This weekend I finally got around to reading Mary Crow Dog's Lakota Woman, a memoir that falls into the genre I've come to think of as the AIM biography. In 1973, the year of the siege of Wounded Knee, I was in the eighth grade, living in Sioux Falls, South Dakota. Leonard Peltier, Clyde Bellecourt, Dennis Banks, and Russell Means were all familiar from the evening news. They were terrorists.
Mary Crow Dog writes that, "In South Dakota, white kids learn to be racists almost before they learn to walk." I learned my first racist joke from my parents when I was around four. What did the Indian say when he sat down on the blanket? WHOOO-PEEEE! Hearty yucks all around
And so, like every other white kid in South Dakota, I grew up regarding Indians as "prairie niggers." Sioux Falls was a mostly white working class town, with two meat packing plants and lots of low-wage light industry. If kids grew up learning to play an instrument, it was likely to be the accordion. There was a popular fast food chain that sold roast beef sandwiches. The restaurants looked like huge tepees and had peace pipes and pictures of Crazy Horse and such on the walls. It was called Heap Big Beef.
Crow Dog's book describes how generations of extreme poverty and repression boiled over in the early seventies when the younger generation, who identified with the Black and Chicano power movements, and the older generation, who remembered a different time, reached the limit of what they could tolerate.
I remember my dad coming home one day from the Post Office. The old man was OCD, and his most deep-seated rituals involved mail. His letters, sealed with half a roll of scotch tape, were quite distinctive. After placing stamps on an envelope, he'd lightly pound them in place with his fists for several minutes. And then he'd start on the next letter. He could spend an hour there, easy, checking his mailbox, over and over.
Anyway, this time, he said he'd seen "a huge Indian" prying up bricks from the sidewalk and hurling them through the plate class windows of the Sioux Falls Courthouse. It wasn't until years later, when I read Peter Matthiassen's In the Spirit of Crazy Horse, that I realized what had happened. There had been a trial of an AIM member in Sioux Falls. When the judge came in and the bailiff said "all rise," the Indians in attendance remained seated. The room was sealed, and marshals waded in to teach them some manners. A full-blown riot ensued.
As a teen-age white kid, I didn't have the first idea of what was happening in my hometown and all across the state — the poverty, the nihilism, the intense resentment, the battle lines that had been drawn. I'd piece all of that together later on.

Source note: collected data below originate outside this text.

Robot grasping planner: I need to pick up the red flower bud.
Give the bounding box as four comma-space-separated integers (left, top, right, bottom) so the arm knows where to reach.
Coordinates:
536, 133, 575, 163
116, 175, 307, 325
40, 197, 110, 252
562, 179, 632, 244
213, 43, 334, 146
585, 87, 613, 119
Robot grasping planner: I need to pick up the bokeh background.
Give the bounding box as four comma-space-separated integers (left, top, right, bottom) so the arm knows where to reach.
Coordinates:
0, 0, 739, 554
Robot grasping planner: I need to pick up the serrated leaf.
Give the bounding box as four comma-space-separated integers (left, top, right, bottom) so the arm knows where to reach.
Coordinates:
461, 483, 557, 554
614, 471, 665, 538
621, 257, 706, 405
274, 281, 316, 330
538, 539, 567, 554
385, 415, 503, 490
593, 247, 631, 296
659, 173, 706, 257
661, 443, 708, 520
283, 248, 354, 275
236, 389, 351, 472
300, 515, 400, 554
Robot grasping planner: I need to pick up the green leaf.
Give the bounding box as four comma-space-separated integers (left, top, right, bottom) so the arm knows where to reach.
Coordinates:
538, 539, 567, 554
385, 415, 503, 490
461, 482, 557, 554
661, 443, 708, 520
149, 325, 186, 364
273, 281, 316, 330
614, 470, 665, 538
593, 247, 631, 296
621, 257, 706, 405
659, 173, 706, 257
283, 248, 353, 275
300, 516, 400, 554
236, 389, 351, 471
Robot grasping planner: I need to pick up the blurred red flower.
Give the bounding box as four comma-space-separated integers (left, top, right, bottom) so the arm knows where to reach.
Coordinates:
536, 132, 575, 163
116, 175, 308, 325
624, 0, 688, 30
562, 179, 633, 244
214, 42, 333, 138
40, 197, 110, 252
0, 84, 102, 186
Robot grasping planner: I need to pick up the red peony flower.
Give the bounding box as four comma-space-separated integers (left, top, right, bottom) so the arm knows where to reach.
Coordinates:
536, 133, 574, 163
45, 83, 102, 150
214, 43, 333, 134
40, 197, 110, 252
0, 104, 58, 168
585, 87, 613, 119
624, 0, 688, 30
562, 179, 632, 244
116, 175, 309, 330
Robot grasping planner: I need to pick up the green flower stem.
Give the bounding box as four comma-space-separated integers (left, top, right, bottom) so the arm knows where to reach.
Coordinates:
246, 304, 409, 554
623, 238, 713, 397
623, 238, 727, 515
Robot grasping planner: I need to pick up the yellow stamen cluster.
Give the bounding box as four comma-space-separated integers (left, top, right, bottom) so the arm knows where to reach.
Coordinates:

A number of years later, I was working in Boston, organizing homeless people. I wore my hair back then in a braid that went most of the way down my back. The homeless skins would often ask what tribe I was, and when I'd say I wasn't, they'd give me shit about that too. Eventually it occurred to me that, as an adoptee from North Dakota, there was every chance that I had some native blood. I'd never considered the possibility.
This idea sort of shook me. When I was a kid, I always felt inferior to my tow-headed, accordion-playing, blue eyed peers. My face was a bit rounder. My eyes were large and brown. By skin was slightly olive. A bit Mediterranean maybe. It was just enough to feel a little different and not as quite good.
To this day, adoption records being sealed in that state, I have no idea. My mother denies the possibility. My sister, adopted from the same place as I, was once picked out of a crowd at the Mitchell Corn Palace to be dubbed an "Indian Princess" by some faux descendant of Sitting Bull. She got her picture in the paper, and my dad bought an authentic Sioux oil painting to seal the deal. While there's no blood relation, she has my eyes.
This, for me, was a lesson in the subtleties of racism and self-loathing. While I may or may not have native ancestry, the mere fact of being slightly shy of the Northern European ideal was enough to make me feel somewhat "less than." Here's the remarkable part. No one ever said a thing. It was just mutually understood. There was an ideal, and I wasn't it.
As an urban organizer working with homeless people, I had plenty of opportunities to come to grips with my own racism, but this one was, by far, the most personal.